Avocado exports to the United States have soared 48% since 2019, according to U.S. trade data, as consumers have increasingly put them in salads and on sandwiches. The U.S. market accounts for about 80% of Mexico's total avocado exports, data by the USDA shows, a trade worth $3 billion last year.

"It would generate an inflationary spiral," said Alfredo Ramírez, governor of Michoacan, Mexico's main avocado producing state.

"Demand would not fall," he said. "What would increase are costs and prices. This would bring us an increase in inflation and direct repercussions for consumers."

Margarita supplies could be hit, too. Imports of beer and tequila together make up nearly a quarter of Mexican imports of agricultural goods into the U.S. last year. U.S. imports of Mexican tequila and mezcal - both used for making cocktails, such as margaritas - totaled $4.66 billion in 2023, up 160% since 2019, according to data from the Distilled Spirits Council of the United States.

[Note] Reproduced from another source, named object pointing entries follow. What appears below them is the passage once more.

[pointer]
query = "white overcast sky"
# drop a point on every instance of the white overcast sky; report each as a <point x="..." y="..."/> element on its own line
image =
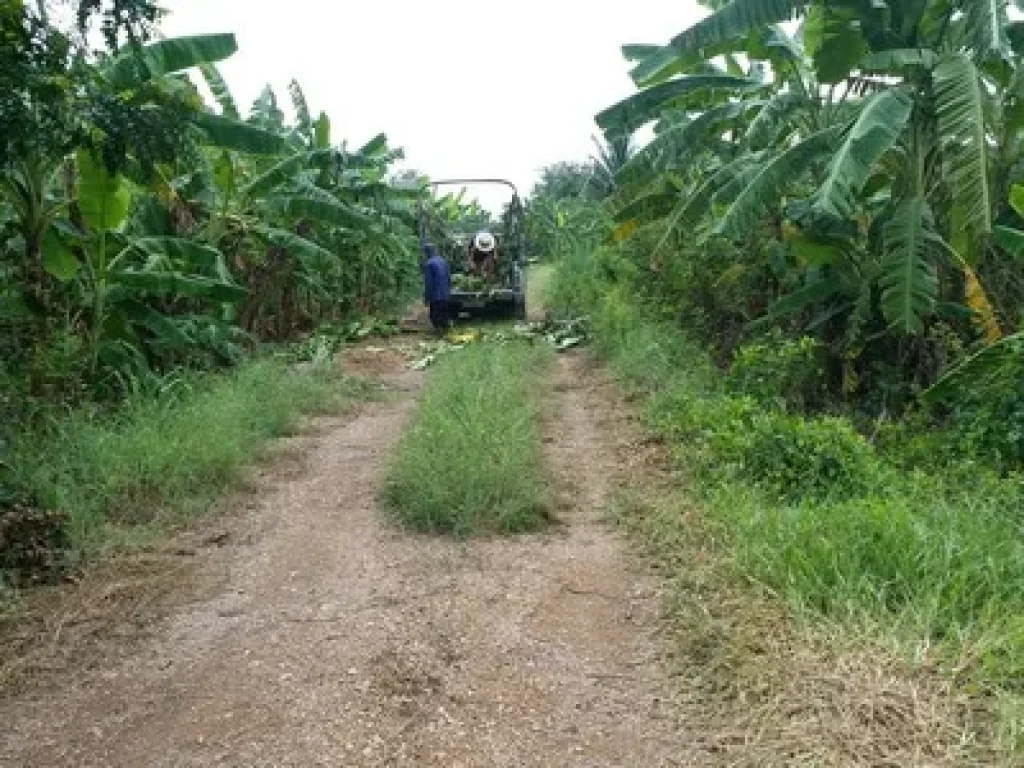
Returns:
<point x="477" y="88"/>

"Tariffs on spirits products from our neighbors to the north and south are going to hurt U.S. consumers and lead to job losses across the U.S. hospitality industry just as these businesses continue their long recovery from the pandemic," the group said.

The tariffs could also push prices higher for fertilizer imported from Canada at a time when farmers are paying nearly 50% more for fertilizer than in 2020, said Sam Kieffer, vice president of public policy for the American Farm Bureau Federation, a farmer trade group.